The Science Museum and the Royal Society teamed up on 29 March 2017 to present incredible experiences of cutting edge science to the public. FGV Cambridge Nanosystems has been invited by the Royal Society to be part of this exhibition to showcase our environmentally-friendly graphene production and application development under the ‘The Good Carbon’ section of the ‘Lates’ exhibition at the London Science Museum.
Our graphene production supports ‘The Good Carbon’ agenda because it uses techniques and solutions that contribute to offsetting the effects of climate change and re-purposing food waste. Specifically, we capture green house gases from manufacturing flare off processes, such as methane and carbon dioxide, and re-purpose them into graphene and other industrially useful gases such as hydrogen and acetylene. Another conversion solution we use for producing graphene includes conversion of food waste into biogas to act as a feedstock into the graphene production process.
Graphene: The Good Carbon
Graphene needs little introduction within the context of the current innovation landscape. In just over a decade, it has achieved considerable attention due to its potential to revolutionise the way we think, design and manufacture in a host of areas – from faster and more robust racing cars to lighter aircraft, from rust-free paint to super-thin heaters, from unbreakable mobile phones to breaking-the-mold solutions in medical science.

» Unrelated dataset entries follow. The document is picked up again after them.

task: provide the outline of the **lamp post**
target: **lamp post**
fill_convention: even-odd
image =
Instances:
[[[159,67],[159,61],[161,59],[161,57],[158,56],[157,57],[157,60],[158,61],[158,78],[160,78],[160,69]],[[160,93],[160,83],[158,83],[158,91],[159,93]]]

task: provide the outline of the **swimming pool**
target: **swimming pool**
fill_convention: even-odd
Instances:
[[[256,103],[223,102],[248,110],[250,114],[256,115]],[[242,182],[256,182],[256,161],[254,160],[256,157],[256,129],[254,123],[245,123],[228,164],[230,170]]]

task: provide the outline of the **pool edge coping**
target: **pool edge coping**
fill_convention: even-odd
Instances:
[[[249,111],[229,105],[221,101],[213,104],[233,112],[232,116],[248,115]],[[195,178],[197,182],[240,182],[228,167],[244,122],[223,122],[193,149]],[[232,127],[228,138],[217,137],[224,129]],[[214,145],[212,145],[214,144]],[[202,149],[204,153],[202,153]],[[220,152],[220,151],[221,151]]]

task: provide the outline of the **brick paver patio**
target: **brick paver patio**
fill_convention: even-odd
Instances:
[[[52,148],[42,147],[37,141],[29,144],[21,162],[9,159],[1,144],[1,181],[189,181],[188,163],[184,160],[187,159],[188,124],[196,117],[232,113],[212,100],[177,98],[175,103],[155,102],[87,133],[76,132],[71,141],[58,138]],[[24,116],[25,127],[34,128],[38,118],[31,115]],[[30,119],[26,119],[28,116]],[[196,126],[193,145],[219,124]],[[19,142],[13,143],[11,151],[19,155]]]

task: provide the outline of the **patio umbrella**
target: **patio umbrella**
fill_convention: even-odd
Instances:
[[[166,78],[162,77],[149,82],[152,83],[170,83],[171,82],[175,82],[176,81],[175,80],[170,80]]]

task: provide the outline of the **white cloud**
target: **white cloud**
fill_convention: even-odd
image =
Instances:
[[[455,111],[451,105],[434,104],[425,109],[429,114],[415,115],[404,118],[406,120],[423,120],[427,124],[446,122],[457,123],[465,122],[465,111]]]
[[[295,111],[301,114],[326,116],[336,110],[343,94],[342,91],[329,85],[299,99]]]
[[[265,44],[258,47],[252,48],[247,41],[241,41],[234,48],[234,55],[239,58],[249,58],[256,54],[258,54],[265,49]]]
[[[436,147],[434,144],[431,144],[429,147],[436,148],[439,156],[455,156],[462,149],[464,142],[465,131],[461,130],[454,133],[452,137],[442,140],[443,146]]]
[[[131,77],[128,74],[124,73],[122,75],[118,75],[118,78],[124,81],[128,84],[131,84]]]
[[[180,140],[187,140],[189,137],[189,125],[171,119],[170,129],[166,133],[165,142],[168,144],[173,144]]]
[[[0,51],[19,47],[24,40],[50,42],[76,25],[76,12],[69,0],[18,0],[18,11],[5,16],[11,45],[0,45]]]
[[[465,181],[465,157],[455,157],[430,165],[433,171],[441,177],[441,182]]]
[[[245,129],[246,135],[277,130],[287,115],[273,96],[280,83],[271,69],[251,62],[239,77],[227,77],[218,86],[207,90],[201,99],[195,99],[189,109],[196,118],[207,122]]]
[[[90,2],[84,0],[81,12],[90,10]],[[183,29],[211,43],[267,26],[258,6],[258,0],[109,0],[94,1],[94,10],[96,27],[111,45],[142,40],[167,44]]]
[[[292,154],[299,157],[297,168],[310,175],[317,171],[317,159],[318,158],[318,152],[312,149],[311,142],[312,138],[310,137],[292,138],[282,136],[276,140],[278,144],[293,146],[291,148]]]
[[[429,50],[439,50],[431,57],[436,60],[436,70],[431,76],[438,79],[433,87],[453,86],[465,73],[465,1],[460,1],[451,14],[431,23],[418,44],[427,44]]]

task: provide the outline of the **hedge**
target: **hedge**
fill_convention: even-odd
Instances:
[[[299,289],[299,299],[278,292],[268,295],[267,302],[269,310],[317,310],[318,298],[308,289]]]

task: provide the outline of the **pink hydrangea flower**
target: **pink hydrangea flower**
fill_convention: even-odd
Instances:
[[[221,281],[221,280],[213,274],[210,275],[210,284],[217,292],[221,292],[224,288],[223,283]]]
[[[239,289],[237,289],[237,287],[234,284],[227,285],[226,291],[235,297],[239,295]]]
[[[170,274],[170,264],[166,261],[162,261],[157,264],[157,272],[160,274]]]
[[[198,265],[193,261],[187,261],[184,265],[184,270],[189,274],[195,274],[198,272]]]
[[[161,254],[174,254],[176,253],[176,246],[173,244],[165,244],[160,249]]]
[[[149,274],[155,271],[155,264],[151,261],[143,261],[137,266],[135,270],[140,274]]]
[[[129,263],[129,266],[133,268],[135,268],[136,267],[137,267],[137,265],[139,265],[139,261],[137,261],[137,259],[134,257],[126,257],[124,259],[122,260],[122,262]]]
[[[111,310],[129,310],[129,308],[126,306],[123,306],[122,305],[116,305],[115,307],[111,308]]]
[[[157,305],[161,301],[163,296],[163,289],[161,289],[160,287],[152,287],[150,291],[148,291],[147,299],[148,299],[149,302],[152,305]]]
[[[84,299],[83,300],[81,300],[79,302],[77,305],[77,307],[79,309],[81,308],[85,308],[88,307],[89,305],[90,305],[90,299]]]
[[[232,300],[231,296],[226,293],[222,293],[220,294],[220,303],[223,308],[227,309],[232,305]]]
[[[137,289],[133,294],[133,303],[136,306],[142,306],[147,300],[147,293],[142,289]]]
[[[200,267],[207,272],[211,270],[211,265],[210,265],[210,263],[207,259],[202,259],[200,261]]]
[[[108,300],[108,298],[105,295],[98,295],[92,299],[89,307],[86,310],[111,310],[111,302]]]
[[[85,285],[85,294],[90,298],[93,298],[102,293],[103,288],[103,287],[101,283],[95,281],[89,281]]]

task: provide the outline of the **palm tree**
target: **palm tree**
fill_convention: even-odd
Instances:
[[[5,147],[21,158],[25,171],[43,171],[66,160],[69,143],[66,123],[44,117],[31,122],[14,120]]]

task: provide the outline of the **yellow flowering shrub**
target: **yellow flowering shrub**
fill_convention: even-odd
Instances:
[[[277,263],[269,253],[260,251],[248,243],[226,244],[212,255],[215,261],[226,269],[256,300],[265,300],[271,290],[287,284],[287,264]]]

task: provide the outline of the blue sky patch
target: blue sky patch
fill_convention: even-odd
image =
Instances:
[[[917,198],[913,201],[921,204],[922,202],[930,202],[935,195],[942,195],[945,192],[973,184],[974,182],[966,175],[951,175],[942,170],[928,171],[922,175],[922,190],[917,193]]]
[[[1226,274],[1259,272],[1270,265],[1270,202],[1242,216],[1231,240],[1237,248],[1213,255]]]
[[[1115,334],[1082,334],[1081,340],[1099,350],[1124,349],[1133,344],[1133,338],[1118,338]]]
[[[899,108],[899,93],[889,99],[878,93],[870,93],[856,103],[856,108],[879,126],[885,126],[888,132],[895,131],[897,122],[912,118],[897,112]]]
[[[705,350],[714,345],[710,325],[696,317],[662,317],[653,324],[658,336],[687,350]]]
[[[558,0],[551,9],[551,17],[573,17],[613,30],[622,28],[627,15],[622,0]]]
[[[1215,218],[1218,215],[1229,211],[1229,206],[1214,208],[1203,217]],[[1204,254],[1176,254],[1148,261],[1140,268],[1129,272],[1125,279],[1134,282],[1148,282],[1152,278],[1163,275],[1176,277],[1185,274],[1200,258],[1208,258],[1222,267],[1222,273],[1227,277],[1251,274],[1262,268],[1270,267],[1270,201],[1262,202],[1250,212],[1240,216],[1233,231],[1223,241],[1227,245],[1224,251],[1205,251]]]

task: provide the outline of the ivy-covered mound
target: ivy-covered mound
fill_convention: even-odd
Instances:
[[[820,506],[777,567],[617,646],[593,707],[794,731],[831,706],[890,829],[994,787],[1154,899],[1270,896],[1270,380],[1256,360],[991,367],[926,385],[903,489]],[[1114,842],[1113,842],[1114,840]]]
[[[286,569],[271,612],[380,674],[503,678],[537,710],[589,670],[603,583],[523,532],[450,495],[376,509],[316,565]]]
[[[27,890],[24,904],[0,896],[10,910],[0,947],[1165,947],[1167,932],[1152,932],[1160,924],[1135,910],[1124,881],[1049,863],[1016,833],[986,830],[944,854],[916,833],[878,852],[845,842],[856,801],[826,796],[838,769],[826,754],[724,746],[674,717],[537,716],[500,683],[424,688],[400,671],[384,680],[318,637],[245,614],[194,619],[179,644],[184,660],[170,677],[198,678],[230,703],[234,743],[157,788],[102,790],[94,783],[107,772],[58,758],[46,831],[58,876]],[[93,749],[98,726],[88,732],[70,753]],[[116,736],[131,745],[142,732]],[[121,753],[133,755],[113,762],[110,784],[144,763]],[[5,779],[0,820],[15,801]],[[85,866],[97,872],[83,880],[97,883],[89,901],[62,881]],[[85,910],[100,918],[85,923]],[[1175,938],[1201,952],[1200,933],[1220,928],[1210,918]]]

While still largely in a prototyping phase, graphene infused polymers, coatings, paints, electronic inks, rubbers, latex and concrete applications are already offering much faster, better and quicker solutions to existing products across industries. One area that really stands out and has the potential to offer a long-term industrial solution is that of composites. For example, the incorporation of graphene in composite shells offers not only a stronger and stiffer solution, but it can also conduct heat away from high temperature regions (the engine bay for example). Moreover, graphene composites are already paving the way to the production of lighter planes by an estimated 3700 kilos on average, and in the process significantly contributing to carbon dioxide reductions in the atmosphere. Adding graphene to plastics also leads to an alteration in the thermal conductivity of the plastics, making them feel more like metal and maintaining the ‘premium’ feel that users associate with metal parts above the more inferior feel of plastics. Among many other possibilities, graphene also improves the strength and weight of the carbon fibers used to manufacture sports equipment, from skis to tennis rackets to bicycle frames and helmets. Read more…
But graphene is not just about the spectacular enhancement of the end product properties. It is also increasingly about the clever ways of re-purposing the negative carbon emissions from business processes world-wide into good carbon through the graphene production process.